The case discussed in this article, Re A Company  EWHC 1551 (the “Case”), was handed down after the Corporate Insolvency and Government Bill (the “Bill”) was made available but prior to it receiving Royal Assent to become an act. Please see our previous articles on the Corporate Insolvency & Governance Act 2020 (the “Act”) and Winding Up Petitions and Coronavirus (COVID-19) accordingly.
As stated above, the Case was heard before the Act came into force but the provisions contained in the Bill were known and such provisions are fundamentally similar to the provisions of the Act.
The Company issued an application to restrain the advertisement of a winding up petition and proceeding with it generally by the First Respondent and to restrain the presentation of winding up petitions by the Second and Third Respondents. Each of the respondents had served statutory demands on the 27 March 2020 and the First Respondent had presented a winding up petition against the Company on 1 May 2020.
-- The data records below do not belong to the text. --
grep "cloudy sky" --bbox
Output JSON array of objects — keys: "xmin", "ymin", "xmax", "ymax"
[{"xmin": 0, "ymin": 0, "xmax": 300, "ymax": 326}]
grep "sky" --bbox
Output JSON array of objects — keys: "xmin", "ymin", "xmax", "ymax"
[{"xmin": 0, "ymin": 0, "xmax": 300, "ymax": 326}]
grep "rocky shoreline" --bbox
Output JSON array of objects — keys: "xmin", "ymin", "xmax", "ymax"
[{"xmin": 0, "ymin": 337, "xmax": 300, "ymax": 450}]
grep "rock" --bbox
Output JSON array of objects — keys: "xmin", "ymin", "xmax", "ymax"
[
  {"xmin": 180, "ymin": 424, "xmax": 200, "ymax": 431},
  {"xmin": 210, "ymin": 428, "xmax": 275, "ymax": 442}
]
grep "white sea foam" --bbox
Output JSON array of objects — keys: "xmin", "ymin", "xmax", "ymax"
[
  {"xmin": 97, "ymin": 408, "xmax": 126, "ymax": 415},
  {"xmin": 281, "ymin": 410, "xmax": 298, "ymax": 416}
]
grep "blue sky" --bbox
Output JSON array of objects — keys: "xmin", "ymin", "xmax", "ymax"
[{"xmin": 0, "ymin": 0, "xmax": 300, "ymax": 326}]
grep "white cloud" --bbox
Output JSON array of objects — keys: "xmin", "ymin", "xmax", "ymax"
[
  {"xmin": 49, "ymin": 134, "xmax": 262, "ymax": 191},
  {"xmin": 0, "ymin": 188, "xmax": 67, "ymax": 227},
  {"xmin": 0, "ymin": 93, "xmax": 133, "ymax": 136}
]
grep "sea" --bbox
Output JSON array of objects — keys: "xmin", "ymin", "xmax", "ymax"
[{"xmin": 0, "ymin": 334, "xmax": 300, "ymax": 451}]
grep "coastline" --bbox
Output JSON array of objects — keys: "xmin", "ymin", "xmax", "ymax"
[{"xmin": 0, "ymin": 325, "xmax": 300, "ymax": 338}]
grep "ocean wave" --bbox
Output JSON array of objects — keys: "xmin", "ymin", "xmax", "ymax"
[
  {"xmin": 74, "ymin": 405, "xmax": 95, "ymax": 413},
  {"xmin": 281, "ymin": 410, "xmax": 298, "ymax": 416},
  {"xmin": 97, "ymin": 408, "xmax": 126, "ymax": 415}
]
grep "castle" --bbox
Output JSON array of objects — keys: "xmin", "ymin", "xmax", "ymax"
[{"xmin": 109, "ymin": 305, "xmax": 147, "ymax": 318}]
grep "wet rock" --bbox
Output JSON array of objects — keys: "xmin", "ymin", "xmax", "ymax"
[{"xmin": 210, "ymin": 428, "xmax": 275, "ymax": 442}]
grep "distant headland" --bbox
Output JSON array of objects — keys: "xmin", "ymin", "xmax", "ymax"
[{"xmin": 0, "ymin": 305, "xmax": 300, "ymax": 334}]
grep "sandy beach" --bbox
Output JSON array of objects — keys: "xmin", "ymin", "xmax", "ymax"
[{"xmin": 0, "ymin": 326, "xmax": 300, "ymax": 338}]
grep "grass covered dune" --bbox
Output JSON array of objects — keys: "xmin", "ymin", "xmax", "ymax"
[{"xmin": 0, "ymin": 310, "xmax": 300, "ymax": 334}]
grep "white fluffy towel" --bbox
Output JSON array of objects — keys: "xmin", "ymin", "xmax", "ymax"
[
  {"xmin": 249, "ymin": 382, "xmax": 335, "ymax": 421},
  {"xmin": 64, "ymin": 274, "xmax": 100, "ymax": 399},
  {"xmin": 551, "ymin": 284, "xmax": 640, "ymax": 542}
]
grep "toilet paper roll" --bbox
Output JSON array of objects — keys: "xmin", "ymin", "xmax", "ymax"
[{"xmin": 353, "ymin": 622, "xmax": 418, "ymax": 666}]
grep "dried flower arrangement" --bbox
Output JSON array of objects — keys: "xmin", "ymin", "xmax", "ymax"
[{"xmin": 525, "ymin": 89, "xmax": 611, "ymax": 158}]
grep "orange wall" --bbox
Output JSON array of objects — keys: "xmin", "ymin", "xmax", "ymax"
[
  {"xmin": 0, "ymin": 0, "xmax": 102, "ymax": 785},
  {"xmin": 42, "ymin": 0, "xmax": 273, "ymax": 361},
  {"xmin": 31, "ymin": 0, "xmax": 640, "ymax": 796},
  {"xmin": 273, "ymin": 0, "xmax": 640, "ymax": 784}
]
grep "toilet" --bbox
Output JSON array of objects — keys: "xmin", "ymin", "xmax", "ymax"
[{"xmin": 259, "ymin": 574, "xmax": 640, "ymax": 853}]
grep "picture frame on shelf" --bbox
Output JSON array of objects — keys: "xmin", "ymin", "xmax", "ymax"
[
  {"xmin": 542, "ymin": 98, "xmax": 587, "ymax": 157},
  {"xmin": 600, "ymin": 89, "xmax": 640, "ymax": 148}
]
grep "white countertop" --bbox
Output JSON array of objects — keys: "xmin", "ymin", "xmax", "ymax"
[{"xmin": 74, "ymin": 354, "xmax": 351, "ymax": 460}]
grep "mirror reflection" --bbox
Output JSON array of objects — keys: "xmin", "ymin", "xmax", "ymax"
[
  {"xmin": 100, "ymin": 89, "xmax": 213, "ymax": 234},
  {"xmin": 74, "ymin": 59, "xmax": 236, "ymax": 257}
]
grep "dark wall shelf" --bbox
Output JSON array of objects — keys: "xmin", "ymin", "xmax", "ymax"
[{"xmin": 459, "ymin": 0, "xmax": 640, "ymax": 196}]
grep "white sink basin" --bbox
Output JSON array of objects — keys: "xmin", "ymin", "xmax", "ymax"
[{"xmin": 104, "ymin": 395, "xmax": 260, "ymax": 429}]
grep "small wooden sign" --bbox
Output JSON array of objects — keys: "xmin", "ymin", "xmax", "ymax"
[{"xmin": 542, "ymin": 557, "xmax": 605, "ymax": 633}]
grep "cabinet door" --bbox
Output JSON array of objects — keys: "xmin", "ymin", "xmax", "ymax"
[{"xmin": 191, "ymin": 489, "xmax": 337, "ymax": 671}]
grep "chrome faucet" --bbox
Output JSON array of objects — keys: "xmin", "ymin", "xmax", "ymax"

In relation to the petition presented by the First Respondent, the debt related to a loan agreement dated 24 September 2018, of which the loan amount and interest was due and pursued by the First Respondent from December 2019 to January 2020 and of which formal demand was made on 24 January 2020. Such correspondence and formal demand from the First Respondent was met with either silence or holding responses.
In April 2020, the Company circulated a letter to all loan note holders, including each of the respondents effectively blaming COVID-19 for the delay in repayment and asking for patience in regards to repayment.
The court ultimately decided that the advertisement of the petition presented by the First Respondent should be restrained and injunctions in relation to the presentation of petitions by the Second Respondent and Third Respondent be granted. It was decided that the Company had not provided sufficient evidence to satisfy the court that the Company would have been unable to pay its debts irrespective of the impact of COVID-19, despite the respondents having reasonable grounds to believe that the Company would be insolvent irrespective of the impact of COVID-19.
The Company successfully argued that although it was insolvent, it had been prevented from obtaining funding, to enable it to propose a scheme of arrangement to the Company’s unsecured creditors, as a result of COVID-19. It was held that the threshold for establishing that COVID-19 had a financial effect on a company before the presentation of the petition was a low one and one which was established in the present Case.
It is clear from the Case that the government’s intention in relation to the COVID-19 provisions of the Bill and the Act, will be carefully implemented by the courts in order to protect entities struggling financially.